Over the past decade, several distinct novel renal epithelial neoplasms driven by underlying tuberous sclerosis comples (TSC)/mammalian target of rapamycin (MTOR) pathway mutations have been described. We report herein two distinctive TSC2-mutated renal cell carcinomas which do not fit any previously described entity. The two renal carcinomas occurred in young patients (ages 10 and 31 y), and were characterized by highly permeative growth within the kidney with metastases to perirenal lymph nodes. The neoplastic cells were predominantly large, multinucleated giant cells having variably eosinophilic to xanthomatous cytoplasm with basophilic stippling and frequent vacuolization. While the discohesive nature of the neoplastic cells, xanthomatous cytoplasm, immunoreactivity for histiocytic markers and minimal immunoreactivity for conventional epithelial markers raised the possibility of a histiocytic neoplasm, multifocal immunoreactivity for cytokeratin 20 helped establish their epithelial nature. Despite the aggressive growth pattern of these neoplasms and lymph node metastases, mitotic figures were rare and Ki-67 indices were low (<1%). One patient with follow-up shows no evidence of disease seven years after nephrectomy with no adjuvant therapy. Next-generation sequencing demonstrated TSC2 mutations in each case. By immunohistochemistry, downstream markers of mTOR pathway activation S6K1, 4EBP1, and glycoprotein nonmetastatic melanoma protein B were all highly expressed in these neoplasms, suggesting mTOR pathway activation as the neoplastic driver. While the cytokeratin 20 immunoreactivity and focal basophilic cytoplasmic stippling suggest a relationship to eosinophilic solid and cystic renal cell carcinoma, and cytoplasmic vacuolization suggests a relationship to eosinophilic vacuolated tumor, these neoplasms appear to be distinctive given their permeative growth patterns and predominant xanthomatous giant cell morphology. Addition of cytokeratin 20 to a panel of epithelial markers helps avoid misdiagnosis in such cases.
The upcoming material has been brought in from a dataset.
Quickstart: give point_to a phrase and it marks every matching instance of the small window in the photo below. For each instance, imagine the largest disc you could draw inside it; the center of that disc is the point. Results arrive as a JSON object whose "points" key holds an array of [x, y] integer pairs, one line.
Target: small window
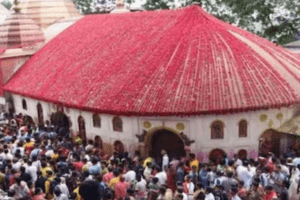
{"points": [[243, 128], [96, 121], [117, 124], [24, 104], [217, 130]]}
在过去的十年中，已经描述了由潜在的结节性硬化症 ( TSC)/哺乳动物雷帕霉素靶标(MTOR)通路突变驱动的几种不同的新型肾上皮肿瘤。我们在此报告了两种不同的TSC2突变肾细胞癌，它们不符合任何先前描述的实体。这两种肾癌发生在年轻患者（10 岁和 31 岁）中，其特征是肾脏内高度渗透性生长并转移至肾周淋巴结。肿瘤细胞主要是大的多核巨细胞，具有可变的嗜酸性至黄色细胞质，伴有嗜碱性点彩和频繁的空泡化。虽然肿瘤细胞的粘附性，黄色瘤细胞质、组织细胞标志物的免疫反应性和常规上皮标志物的最小免疫反应性增加了组织细胞肿瘤的可能性，细胞角蛋白 20 的多灶性免疫反应性有助于确定其上皮性质。尽管这些肿瘤和淋巴结转移具有侵袭性生长模式，但有丝分裂象很少见且 Ki-67 指数很低 (<1%)。一名接受随访的患者在没有辅助治疗的肾切除术后七年没有发现任何疾病迹象。下一代测序展示了TSC2每种情况下的突变。通过免疫组织化学，mTOR 通路激活的下游标志物 S6K1、4EBP1 和糖蛋白非转移性黑色素瘤蛋白 B 均在这些肿瘤中高表达，表明 mTOR 通路激活是肿瘤驱动因素。虽然细胞角蛋白 20 免疫反应性和局灶性嗜碱性细胞质点彩表明与嗜酸性实性和囊性肾细胞癌有关，细胞质空泡化表明与嗜酸性空泡化肿瘤有关，但考虑到它们的渗透性生长模式和主要的黄色瘤样巨细胞形态，这些肿瘤似乎是独特的. 将细胞角蛋白 20 添加到一组上皮标记物中有助于避免此类病例的误诊。